Rakesh Rajan
Rakesh Rajan

Reputation: 17

Both if and else condition are executed

I have an if condition which will change the state value, and the else part assigns a different value to the state. but both are being executed. how to avoid that.

getJobId = (event) => {
    const { appliedjobs } = this.props
    {appliedjobs && appliedjobs.map(job => {
        if(event.target.getAttribute('name')===job.id)
        {
            this.setState({applystatus:job.applystatus},()=>{
            console.log('====================================');
            console.log(this.state.applystatus);
            console.log('====================================');
            })
        }
        else if(event.target.getAttribute('name')!=job.id){     
            this.setState({applystatus:"apply now"},()=>{
            console.log('====================================');
            console.log("else ",this.state.applystatus);
            console.log('====================================');
            })
        }
      })}
      this.setState({
      jobid: event.target.getAttribute('name')
     }, () => this.sendJobId())
 }

Upvotes: 0

Views: 977

Answers (3)

jo_va
jo_va

Reputation: 13963

You are mapping over your applidjobs array, and you set state.applystatus in both branches of your if statement during each iteration. So the applystatus value will be the one set during the last iteration:

appliedjobs.map(job => {
  if (event.target.getAttribute('name') === job.id) {
    this.setState({ applystatus: job.applystatus })
  } else if (event.target.getAttribute('name') != job.id) {     
    this.setState({ applystatus: 'apply now' })
  }
})
this.setState({ jobid: event.target.getAttribute('name') }, () => this.sendJobId())

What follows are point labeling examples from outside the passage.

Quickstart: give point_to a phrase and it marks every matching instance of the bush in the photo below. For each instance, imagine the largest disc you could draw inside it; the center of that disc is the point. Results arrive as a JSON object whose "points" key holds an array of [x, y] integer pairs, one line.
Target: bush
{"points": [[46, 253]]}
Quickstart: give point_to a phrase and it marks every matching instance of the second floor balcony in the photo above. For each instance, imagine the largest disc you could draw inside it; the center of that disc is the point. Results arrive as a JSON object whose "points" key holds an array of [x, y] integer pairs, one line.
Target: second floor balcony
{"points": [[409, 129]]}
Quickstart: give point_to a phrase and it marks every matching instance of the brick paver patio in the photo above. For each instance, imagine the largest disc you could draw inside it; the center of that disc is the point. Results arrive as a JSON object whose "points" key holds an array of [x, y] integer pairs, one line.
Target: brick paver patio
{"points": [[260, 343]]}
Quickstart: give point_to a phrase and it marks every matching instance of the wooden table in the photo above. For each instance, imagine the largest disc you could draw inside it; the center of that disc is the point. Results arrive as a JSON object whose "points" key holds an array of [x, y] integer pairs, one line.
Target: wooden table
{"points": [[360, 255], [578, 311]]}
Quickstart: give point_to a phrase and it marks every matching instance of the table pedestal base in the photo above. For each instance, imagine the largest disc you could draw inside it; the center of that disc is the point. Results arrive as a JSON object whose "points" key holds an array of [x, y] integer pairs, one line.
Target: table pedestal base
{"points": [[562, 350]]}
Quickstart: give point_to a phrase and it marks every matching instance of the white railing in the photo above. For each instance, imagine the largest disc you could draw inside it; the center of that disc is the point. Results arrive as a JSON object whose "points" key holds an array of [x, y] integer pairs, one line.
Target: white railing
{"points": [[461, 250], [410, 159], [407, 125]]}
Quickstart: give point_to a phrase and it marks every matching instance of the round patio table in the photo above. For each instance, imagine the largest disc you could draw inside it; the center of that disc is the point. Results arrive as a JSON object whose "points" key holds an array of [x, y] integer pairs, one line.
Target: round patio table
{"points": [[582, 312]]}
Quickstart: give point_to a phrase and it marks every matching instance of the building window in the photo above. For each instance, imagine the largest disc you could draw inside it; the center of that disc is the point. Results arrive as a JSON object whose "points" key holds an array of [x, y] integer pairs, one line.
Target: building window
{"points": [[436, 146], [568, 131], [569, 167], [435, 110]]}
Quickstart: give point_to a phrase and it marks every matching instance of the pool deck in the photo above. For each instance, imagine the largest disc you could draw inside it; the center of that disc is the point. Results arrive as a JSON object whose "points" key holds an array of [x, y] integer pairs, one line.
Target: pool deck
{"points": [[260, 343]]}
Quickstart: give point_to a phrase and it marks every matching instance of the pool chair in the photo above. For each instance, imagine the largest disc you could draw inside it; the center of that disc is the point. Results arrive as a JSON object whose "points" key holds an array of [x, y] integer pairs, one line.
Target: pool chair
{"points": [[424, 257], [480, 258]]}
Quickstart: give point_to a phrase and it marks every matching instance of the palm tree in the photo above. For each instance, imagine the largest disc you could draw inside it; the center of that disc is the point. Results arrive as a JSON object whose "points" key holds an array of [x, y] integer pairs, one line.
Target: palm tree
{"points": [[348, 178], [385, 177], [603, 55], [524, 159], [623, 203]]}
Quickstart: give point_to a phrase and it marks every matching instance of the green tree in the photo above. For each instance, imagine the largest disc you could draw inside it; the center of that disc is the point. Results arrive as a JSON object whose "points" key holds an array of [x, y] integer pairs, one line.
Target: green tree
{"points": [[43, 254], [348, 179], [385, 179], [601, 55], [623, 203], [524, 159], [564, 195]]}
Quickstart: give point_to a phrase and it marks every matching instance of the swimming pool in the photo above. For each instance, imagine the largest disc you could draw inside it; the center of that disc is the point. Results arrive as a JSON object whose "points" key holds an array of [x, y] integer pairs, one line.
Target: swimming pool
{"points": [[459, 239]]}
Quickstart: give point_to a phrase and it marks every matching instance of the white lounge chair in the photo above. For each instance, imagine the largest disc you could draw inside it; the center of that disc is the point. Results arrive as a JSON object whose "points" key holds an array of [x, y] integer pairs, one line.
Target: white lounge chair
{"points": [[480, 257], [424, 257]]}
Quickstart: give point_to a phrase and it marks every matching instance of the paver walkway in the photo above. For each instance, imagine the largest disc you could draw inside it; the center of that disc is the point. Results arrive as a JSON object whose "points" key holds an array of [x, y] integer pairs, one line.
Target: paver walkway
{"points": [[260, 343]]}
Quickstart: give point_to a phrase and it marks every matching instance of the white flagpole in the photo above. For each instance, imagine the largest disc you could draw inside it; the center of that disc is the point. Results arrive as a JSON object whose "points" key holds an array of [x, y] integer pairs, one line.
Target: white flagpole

I suggest to look for the job matching the name attribute, if found, set the applystatus to the job's status, else set it to apply now, you don't need to map or use an if/else statement:

const jobid = event.target.getAttribute('name');
const job = appliedjobs.find(({ id }) => id === jobid );
this.setState({
  applystatus: job ? job.applystatus : 'apply now,
  jobid
}, () => this.sendJobId());

Upvotes: 1

andre.almeida
andre.almeida

Reputation: 153

If I understood your code, you should be doing something like this:

getJobId = (event) => {
  const { appliedjobs } = this.props
  const jobid = event.target.getAttribute('name')
  const job = appliedjobs.find( j => j.id == jobid)
  const applystatus = job ? job.applystatus : "apply now"

  this.setState({ applystatus, jobid })
}

Finding the job per its id and setting on state its status, is that correct?

Upvotes: 0

Jacob
Jacob

Reputation: 458

Your else if statement might return the same, as != can return a false positive. You just need an else statement though:

            if(event.target.getAttribute('name')===job.id) { ... }
            else { ... }

This should in any way only execute the setState function within the else block if the if statement is definitely false.